= Peer contagion =

Peer contagion refers to the "mutual influence that occurs between an individual and a peer", and "includes behaviors and emotions that potentially undermine one's own development or cause harm to others". Peer contagion refers to the transmission or transfer of deviant behavior from one adolescent to another. It can take many forms, including aggression, bullying, weapon carrying, disordered eating, drug use, self-harm, and depression. It can happen in natural settings where peer dealings occur as well as in intervention and education programs.

Awareness of influence is uncommon and it is often not intentional. Rather "they engage in relationship behaviors that satisfy immediate needs for an audience or companionship" unintentionally. Many processes of peer contagion have been suggested, including deviancy training.

== Observations ==

A study of elementary school children in a one-year intervention program observed "discrepancy-proportional peer influence" in aggression levels. The individual children's level of aggression was "pulled" towards the mean level of aggression of the group, proportional to the initial discrepancy. This had a positive effect on initially high-aggression children but negative effect on low-aggression ones.

In a study 16-17-year-old boys showed higher conformity, more internalization of aggression / high-risk behavior and exclusionary behavior if they believed they were chatting with a high status peer who endorsed such behavior. Not socially anxious subjects conformed only to high-status peers while socially anxious participants were influenced by both high and low status peers.

Peer rejection plays an important role in the contagion of antisocial behavior. Non-rejected youth tend to befriend others with a similar level of antisocial behavior to their own. Peer rejection of a friend can result in the rejection of the individual. Rejected adolescents with low antisocial behavior tend to seek the friendship of those with high levels of antisocial behavior.

In residential group care, though there is evidence for peer contagion, "over 90% of the youth did not have an increase in problem behaviors" and positive peer influences can have protective effects.

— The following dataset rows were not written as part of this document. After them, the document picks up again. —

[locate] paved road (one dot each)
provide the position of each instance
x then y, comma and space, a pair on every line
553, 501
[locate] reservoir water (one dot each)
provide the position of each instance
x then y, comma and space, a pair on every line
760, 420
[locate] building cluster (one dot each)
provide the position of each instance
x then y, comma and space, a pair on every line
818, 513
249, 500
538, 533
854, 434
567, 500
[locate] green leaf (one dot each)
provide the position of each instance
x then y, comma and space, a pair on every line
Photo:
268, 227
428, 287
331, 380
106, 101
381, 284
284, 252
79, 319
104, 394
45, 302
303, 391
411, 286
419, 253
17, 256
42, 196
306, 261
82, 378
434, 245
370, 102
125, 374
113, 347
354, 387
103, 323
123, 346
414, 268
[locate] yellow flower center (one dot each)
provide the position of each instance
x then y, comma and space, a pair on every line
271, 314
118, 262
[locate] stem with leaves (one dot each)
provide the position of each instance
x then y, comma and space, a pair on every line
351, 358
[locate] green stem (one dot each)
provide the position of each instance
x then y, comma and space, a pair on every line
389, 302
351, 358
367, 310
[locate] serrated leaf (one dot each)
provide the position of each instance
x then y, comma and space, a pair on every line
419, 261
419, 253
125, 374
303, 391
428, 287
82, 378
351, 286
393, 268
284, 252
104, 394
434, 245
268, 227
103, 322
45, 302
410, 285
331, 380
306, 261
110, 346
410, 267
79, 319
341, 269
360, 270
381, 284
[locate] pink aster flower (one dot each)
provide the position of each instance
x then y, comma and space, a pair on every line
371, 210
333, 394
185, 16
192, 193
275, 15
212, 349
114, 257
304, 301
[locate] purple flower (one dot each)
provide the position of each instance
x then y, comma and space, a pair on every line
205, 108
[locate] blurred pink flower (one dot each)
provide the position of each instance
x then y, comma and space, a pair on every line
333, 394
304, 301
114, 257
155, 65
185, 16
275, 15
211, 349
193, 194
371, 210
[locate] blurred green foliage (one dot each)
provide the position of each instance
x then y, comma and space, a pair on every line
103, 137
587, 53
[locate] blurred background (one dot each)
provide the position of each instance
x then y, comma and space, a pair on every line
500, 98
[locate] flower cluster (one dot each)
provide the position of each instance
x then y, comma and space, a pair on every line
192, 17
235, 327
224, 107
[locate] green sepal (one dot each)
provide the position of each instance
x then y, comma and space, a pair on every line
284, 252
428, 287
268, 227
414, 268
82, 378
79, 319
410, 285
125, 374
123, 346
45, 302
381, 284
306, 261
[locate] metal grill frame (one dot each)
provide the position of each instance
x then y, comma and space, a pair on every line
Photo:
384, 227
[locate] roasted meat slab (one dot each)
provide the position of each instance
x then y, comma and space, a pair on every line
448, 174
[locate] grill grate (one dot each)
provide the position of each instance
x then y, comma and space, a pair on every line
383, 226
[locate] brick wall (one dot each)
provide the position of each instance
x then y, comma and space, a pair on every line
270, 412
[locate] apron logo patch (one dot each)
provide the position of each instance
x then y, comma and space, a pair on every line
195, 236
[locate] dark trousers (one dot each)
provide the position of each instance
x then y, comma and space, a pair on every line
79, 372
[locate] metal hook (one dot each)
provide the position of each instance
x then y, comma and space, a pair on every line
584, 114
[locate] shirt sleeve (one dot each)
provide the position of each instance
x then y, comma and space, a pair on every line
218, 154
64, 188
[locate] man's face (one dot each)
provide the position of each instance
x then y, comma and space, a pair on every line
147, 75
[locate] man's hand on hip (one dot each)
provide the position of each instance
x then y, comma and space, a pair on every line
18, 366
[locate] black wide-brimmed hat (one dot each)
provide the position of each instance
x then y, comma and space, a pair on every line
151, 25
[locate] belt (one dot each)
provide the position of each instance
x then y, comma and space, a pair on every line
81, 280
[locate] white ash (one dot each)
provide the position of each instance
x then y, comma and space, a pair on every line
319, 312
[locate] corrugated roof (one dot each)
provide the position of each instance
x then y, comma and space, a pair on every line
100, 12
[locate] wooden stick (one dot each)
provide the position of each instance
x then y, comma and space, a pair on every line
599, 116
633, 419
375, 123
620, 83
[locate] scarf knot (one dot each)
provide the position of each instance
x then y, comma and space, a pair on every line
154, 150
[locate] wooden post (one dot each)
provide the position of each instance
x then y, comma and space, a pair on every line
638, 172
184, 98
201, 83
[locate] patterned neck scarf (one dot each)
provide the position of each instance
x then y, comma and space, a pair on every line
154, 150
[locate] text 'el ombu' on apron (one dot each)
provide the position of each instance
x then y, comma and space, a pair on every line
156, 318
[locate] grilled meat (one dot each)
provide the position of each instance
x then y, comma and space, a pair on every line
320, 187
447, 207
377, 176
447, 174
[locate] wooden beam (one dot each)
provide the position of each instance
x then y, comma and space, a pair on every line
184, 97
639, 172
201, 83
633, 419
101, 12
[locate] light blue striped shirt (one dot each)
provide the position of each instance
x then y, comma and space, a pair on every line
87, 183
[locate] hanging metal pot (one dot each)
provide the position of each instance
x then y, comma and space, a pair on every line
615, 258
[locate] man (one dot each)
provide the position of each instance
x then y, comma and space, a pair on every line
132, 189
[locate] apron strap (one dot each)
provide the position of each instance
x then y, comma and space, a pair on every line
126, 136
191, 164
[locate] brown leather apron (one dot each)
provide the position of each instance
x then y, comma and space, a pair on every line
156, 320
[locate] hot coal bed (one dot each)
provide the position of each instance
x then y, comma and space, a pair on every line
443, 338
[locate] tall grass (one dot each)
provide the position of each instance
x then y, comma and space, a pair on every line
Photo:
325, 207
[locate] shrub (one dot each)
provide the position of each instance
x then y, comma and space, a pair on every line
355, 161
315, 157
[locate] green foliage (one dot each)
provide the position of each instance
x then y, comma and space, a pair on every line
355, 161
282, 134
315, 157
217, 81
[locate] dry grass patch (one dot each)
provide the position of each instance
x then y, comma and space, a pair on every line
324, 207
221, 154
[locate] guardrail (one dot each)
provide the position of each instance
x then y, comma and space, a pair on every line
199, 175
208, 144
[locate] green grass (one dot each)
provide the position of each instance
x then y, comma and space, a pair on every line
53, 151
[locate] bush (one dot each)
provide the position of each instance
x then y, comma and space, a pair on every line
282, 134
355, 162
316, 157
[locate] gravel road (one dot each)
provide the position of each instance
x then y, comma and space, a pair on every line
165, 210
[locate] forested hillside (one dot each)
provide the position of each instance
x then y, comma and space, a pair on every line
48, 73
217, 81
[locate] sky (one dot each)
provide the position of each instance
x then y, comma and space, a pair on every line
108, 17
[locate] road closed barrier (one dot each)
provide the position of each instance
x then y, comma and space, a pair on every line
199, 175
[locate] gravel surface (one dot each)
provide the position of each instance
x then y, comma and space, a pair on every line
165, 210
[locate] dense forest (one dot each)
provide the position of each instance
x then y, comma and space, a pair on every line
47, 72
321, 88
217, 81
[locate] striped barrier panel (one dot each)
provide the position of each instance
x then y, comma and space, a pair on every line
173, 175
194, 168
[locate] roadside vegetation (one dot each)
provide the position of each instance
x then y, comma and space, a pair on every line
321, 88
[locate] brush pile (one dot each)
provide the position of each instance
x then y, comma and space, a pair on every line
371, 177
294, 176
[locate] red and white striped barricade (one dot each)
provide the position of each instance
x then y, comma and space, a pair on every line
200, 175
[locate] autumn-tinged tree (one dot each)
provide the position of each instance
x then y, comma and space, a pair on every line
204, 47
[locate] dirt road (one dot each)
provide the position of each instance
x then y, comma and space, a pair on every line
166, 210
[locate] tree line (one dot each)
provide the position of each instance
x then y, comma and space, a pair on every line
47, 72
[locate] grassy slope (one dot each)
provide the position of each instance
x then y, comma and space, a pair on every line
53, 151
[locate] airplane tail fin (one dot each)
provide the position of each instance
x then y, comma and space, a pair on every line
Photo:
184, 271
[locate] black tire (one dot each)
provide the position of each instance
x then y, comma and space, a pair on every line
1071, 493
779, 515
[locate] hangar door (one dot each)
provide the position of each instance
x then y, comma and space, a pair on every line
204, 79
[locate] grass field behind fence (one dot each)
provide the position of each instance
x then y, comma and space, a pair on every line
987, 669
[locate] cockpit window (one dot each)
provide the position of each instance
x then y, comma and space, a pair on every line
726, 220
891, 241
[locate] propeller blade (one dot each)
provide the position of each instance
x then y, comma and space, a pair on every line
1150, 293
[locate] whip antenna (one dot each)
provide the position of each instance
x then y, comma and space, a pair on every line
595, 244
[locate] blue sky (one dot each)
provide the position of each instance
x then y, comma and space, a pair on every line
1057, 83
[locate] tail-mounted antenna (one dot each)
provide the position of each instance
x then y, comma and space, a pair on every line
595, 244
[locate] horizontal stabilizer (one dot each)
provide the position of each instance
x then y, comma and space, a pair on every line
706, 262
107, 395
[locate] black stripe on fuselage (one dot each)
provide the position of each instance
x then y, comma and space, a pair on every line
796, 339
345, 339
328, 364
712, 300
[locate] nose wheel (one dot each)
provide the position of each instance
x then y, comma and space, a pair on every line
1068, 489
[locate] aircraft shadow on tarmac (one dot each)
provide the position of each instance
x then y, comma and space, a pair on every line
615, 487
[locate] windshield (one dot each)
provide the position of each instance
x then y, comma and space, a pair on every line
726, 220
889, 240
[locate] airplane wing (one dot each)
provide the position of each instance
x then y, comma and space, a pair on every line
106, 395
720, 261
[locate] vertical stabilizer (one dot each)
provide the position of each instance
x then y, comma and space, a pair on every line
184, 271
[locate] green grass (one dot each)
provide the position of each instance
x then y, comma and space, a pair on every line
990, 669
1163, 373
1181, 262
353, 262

== Of depressive symptoms ==

Peer contagion was observed in relation to depressive symptoms. Depressive symptoms of a best friend predicted similar symptoms and a negative attributional style in the adolescent. Social anxiety in girls, and friends' peer perceived popularity combined with low friendship quality in boys were associated with greater susceptibility to depressive symptom contagion. Anticipation of failure also contributed to this effect, particularly in girls.

== Deviancy training ==

Understanding peer contagion effects in group intervention programs is important because deviant peer influences can offset their positive effects. Research focuses on understanding the conditions that affect the strength of peer contagion (moderators) and identifying mechanisms that might account for it (mediators) to develop methods applicable in intervention.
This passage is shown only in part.